あれ、女の子が得意じゃないですか?小学生の頃砂場に女子が集まって、近くの鉄棒に掴まり小動物のようにクルクル回ってたことを「うまいなぁ」とポカンと眺めてましたが、好きな女の子が回っていると何故かドキドキしたものです。オマセナワタシ。ってそうじゃなくて、鉄棒が苦手なんですよね私。今もって歩道橋の上を歩く際の揺れだけで気分が悪くなるのですから鉄棒なんてとんでもない。目が回って気持ち悪くなる親が子供に大したことを教えているはずありません。ただ最近旭が教えてくれと何度も言うものですから仕方なく散歩がてらに寄った公園で見てやっていました。
近頃の旭君、良く遊び良く食べます。体が益々大きくなり丈夫になりましたが、練習の際お尻を上げるのが一苦労のようです。
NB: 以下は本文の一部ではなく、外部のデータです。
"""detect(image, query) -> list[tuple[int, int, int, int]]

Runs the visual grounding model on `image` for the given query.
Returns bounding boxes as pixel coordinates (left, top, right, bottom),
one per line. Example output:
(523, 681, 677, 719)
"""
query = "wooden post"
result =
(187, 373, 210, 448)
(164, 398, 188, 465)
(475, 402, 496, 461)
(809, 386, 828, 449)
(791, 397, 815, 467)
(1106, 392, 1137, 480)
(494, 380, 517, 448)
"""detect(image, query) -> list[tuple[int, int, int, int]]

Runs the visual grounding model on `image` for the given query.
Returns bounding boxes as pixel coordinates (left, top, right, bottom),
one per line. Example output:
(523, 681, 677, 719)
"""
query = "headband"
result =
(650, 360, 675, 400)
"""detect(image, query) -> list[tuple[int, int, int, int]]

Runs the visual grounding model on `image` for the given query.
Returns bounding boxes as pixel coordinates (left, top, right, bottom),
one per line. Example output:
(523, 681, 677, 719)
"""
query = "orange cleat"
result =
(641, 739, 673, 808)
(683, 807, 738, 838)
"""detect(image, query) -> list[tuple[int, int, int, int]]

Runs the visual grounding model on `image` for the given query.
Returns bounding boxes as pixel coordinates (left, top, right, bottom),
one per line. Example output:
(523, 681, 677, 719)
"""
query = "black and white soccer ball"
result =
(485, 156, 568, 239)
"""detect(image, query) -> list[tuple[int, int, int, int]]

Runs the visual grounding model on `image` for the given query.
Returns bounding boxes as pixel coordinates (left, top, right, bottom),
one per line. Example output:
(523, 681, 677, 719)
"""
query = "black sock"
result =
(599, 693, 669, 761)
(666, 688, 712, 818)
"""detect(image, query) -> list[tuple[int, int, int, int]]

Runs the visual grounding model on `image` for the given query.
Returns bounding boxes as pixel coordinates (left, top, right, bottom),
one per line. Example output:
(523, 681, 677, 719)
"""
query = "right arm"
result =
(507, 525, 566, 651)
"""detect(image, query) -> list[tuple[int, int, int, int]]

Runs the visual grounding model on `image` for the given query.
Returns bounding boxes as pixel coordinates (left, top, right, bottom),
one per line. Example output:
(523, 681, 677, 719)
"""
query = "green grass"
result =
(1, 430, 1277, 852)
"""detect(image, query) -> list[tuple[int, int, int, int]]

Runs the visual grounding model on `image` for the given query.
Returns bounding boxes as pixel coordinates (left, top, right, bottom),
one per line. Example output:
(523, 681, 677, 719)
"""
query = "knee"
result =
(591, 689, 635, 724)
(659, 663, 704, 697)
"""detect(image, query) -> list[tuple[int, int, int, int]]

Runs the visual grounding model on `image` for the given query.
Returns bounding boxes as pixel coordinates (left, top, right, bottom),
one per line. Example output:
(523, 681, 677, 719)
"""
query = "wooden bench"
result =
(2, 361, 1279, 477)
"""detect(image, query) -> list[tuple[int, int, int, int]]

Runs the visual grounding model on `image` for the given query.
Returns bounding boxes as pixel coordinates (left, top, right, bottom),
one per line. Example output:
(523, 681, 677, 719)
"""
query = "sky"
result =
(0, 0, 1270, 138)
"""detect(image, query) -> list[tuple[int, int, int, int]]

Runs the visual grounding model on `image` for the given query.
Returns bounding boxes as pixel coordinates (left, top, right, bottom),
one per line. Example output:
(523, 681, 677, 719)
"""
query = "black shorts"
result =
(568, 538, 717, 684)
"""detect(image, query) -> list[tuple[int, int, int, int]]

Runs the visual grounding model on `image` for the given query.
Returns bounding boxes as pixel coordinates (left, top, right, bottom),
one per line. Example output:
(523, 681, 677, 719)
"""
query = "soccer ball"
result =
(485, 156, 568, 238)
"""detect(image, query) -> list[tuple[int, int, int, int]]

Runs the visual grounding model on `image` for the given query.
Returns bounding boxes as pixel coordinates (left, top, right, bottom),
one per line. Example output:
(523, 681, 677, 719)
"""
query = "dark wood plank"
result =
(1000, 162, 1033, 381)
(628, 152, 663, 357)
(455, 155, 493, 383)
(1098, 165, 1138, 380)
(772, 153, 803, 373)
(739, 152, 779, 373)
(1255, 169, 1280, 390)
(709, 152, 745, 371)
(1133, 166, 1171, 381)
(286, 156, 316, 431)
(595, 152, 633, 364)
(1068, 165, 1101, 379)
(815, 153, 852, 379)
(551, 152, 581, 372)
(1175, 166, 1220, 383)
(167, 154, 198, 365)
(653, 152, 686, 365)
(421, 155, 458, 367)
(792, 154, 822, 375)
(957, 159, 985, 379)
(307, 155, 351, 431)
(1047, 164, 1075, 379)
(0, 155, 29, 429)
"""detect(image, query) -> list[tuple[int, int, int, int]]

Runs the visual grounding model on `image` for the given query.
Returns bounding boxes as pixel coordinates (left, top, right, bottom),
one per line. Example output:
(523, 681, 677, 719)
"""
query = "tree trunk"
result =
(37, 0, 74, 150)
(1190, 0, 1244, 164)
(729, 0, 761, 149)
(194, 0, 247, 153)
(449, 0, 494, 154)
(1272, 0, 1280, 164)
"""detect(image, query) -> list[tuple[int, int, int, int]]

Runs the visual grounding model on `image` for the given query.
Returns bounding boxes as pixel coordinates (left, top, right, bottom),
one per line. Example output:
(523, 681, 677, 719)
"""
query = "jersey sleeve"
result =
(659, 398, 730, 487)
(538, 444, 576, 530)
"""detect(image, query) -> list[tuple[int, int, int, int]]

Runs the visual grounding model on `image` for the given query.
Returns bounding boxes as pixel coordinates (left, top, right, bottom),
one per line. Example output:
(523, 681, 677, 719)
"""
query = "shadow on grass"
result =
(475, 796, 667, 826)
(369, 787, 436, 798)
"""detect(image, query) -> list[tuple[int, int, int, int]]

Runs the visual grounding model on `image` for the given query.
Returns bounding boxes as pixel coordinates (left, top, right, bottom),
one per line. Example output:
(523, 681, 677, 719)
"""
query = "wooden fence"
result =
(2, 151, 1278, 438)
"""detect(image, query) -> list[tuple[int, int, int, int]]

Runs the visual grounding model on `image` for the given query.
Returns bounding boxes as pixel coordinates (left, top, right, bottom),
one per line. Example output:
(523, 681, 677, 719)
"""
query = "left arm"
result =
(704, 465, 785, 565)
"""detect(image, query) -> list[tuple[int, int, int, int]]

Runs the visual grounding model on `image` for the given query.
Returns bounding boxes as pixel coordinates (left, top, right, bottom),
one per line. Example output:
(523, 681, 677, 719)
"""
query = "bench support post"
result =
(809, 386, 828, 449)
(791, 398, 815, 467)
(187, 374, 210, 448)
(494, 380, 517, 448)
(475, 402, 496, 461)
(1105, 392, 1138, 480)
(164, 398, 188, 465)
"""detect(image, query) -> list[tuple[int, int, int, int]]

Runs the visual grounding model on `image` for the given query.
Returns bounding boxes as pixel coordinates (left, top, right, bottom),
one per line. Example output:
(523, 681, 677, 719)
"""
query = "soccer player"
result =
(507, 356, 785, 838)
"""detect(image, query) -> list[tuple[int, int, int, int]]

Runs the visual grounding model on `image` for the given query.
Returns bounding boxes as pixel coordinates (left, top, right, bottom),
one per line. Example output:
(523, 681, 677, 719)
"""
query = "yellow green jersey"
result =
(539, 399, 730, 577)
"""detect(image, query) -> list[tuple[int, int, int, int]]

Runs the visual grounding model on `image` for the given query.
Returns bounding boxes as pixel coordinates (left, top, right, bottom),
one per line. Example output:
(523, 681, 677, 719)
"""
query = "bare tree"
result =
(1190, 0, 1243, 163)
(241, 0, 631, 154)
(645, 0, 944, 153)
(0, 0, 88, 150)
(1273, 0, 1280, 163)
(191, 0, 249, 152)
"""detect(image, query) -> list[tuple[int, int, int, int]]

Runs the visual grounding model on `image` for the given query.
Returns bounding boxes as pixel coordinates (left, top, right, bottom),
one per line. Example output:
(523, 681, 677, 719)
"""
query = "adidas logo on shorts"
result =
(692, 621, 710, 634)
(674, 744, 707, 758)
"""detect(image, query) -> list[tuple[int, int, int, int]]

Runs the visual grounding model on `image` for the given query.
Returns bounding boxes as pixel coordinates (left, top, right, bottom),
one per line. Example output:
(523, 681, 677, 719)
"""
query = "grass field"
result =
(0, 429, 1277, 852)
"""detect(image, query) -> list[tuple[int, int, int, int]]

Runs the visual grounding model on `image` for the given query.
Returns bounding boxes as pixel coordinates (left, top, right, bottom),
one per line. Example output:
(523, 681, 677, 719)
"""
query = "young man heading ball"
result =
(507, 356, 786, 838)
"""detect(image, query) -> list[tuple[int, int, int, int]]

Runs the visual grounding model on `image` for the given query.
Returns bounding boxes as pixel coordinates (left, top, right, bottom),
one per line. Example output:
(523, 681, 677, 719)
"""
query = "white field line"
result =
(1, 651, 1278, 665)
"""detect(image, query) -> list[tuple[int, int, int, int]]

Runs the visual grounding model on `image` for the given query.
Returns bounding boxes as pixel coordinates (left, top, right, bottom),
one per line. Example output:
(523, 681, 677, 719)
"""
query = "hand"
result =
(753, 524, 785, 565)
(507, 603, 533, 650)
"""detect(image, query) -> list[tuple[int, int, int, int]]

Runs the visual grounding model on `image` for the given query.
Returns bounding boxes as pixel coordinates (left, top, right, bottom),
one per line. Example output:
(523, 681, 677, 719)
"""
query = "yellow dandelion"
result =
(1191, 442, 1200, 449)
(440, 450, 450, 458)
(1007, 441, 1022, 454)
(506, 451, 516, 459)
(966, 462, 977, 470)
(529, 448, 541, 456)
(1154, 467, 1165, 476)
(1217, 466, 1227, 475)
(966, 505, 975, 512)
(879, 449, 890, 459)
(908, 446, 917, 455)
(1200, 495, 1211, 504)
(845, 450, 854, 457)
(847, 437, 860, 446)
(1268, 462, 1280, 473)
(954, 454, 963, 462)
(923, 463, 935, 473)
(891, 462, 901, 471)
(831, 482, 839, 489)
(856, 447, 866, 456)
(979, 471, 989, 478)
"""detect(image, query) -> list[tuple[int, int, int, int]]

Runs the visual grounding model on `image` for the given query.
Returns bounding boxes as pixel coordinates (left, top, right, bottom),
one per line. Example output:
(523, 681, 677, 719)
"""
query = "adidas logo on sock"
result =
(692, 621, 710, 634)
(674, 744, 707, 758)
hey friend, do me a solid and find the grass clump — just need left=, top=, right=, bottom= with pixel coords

勢い良く振り上げた足を鉄棒に巻き込むことが出来ればうまくいきそうですが、そのコツを掴み損ねているようで、旭の横で上手に逆上がりをする年少の女の子を恨めしそうに眺めては何度も練習していました。その甲斐あって我が家に吉報が届いたのが2018年10月9日火曜日のことです。前日まで出来なかったのに朝、学校で遊んでいた時突然出来たというじゃないですか!ママにはメールで「ビッグニュースあり」とだけ伝え帰宅した際に報告し、えっと驚くママを連れて近くの公園へ行きました。そこで旭が足を蹴り上げ鉄棒に巻き込みクルっとお尻を回しあげて一回転した時は、三人で手を取り合って喜びました。「あっ君はやればできる!努力は報われるんよ。あきらめちゃいけんよ」と何度も頭をさすって褒めてあげました。よっぽど嬉しかったんでしょう。以来旭は手にまめができるほど毎日鉄棒をしています。が、あの日のママの一言が、こだまのように私の胸に響いています。
「私も・・・・得意やったんよね。」めまいでしょうか。いいえこだまです。